Hazel Wood Waterman (1865–1948) was an early 20th century American architect working in an Arts and Crafts—inspired style in southern California. She undertook the first major renovation of Estudillo House, which is one of the oldest surviving examples of Spanish architecture in California.
Hazel Wood was born on May 5, 1865, in Tuskegee, Alabama. In the early 1880s, her father, the Reverend Jesse Wood, moved his family to Oroville, California. In 1882–3, while studying art at the University of California, Berkeley, Hazel met her future husband, Waldo Sprague Waterman, whose father was former California governor Robert Waterman.

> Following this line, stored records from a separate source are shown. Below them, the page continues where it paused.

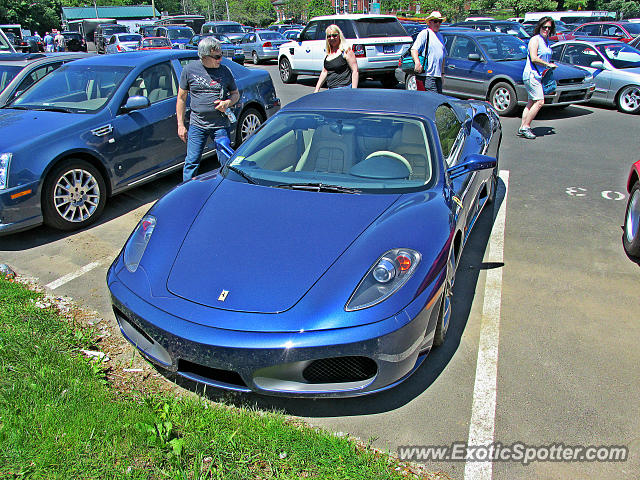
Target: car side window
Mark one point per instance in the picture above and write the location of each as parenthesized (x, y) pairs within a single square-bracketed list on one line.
[(156, 83), (462, 48), (580, 55), (449, 128), (309, 33)]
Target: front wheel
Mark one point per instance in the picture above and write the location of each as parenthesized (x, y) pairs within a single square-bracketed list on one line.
[(503, 98), (286, 74), (410, 82), (631, 228), (629, 99), (74, 195), (249, 122)]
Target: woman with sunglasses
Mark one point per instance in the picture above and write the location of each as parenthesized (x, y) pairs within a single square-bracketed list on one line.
[(538, 59), (213, 90), (340, 68)]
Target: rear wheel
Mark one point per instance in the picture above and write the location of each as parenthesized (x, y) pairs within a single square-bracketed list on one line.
[(286, 74), (628, 100), (249, 122), (503, 98), (74, 195), (631, 228)]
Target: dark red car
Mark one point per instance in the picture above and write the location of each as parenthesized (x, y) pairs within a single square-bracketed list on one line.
[(622, 31), (155, 43), (631, 228)]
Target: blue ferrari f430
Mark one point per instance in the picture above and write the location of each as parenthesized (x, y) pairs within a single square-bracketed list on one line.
[(320, 259)]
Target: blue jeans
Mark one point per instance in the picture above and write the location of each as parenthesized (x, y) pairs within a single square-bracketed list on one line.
[(196, 141)]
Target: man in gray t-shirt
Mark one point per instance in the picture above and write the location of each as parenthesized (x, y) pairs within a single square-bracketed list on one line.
[(213, 90), (428, 52)]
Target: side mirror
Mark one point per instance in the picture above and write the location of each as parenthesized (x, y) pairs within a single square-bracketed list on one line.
[(225, 152), (136, 102), (472, 162)]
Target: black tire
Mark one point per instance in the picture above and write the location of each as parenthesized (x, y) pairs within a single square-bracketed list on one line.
[(503, 98), (389, 81), (81, 204), (631, 228), (249, 121), (444, 315), (628, 99), (286, 74)]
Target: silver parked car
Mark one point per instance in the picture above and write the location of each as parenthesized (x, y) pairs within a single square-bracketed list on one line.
[(123, 42), (615, 67), (262, 45)]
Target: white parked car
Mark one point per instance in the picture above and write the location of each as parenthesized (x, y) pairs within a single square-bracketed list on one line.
[(378, 41), (123, 42)]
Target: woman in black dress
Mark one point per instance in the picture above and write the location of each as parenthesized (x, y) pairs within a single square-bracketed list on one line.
[(340, 65)]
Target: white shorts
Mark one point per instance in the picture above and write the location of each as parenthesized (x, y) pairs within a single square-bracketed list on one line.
[(534, 88)]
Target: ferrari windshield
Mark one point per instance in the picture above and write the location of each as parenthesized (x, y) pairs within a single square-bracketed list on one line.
[(337, 151), (621, 55), (503, 47), (73, 88)]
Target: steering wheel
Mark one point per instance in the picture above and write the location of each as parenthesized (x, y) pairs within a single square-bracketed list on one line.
[(394, 155)]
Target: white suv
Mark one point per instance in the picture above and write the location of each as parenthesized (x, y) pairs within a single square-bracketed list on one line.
[(378, 41)]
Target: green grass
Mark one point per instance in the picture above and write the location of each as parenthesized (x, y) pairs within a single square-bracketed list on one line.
[(60, 420)]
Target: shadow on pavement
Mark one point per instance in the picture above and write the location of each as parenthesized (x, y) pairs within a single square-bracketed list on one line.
[(465, 286)]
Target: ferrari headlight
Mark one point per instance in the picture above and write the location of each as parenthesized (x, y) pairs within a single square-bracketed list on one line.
[(135, 247), (5, 158), (384, 278)]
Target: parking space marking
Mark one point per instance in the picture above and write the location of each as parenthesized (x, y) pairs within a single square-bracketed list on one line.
[(81, 271), (483, 410)]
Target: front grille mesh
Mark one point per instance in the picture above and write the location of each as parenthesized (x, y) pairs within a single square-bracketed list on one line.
[(340, 369)]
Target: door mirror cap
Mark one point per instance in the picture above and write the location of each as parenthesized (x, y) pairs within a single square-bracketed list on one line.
[(472, 163)]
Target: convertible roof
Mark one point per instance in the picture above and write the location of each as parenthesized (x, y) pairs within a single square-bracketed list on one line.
[(404, 102)]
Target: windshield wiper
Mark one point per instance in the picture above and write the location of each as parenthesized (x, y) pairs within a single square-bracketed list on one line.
[(52, 109), (318, 187), (248, 178)]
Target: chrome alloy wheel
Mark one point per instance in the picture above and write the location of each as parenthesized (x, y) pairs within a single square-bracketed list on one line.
[(76, 195), (250, 124), (630, 99), (632, 222), (501, 99)]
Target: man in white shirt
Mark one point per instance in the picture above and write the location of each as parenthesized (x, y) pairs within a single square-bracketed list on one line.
[(428, 52)]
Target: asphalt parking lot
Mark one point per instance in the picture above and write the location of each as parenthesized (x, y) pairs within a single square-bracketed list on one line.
[(542, 348)]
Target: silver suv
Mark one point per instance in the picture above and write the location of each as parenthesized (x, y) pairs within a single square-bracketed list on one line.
[(378, 41)]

Hazel and Waldo married in 1889, after which they moved to Cuyamaca, where Waldo was a mine supervisor. In 1891, they moved to San Diego, where Waldo got a job with a railroad. The couple had three children: Robert Wood, Helen Gardner, and Waldo Dean. They joined the local College Graduate Club, through which they made the acquaintance of several people who would later be of great importance to Hazel in her career, notably the architects Irving Gill and William S. Hebbard, landscape designer Kate Sessions, and local businessman Julius Wangenheim.
In 1900, Hazel and Waldo hired Gill to build them a house, and the resulting "Granite Cottage" was a Tudor-inspired building combining a granite lower story with a half-timbered upper story. Hazel helped to plan the room designs right down to details such as window frames. Gill was impressed with Hazel's ideas and thought she had a "natural talent" for architecture. Certainly she enjoyed the experience enough that she wrote an article about it in 1902 for House Beautiful magazine. It is clear from her description that she was strongly drawn to the American Craftsman aesthetic of natural materials and unornamented forms deployed to harmonize with the surrounding landscape. Like other women architects of the day, she paid special attention to labor-saving features.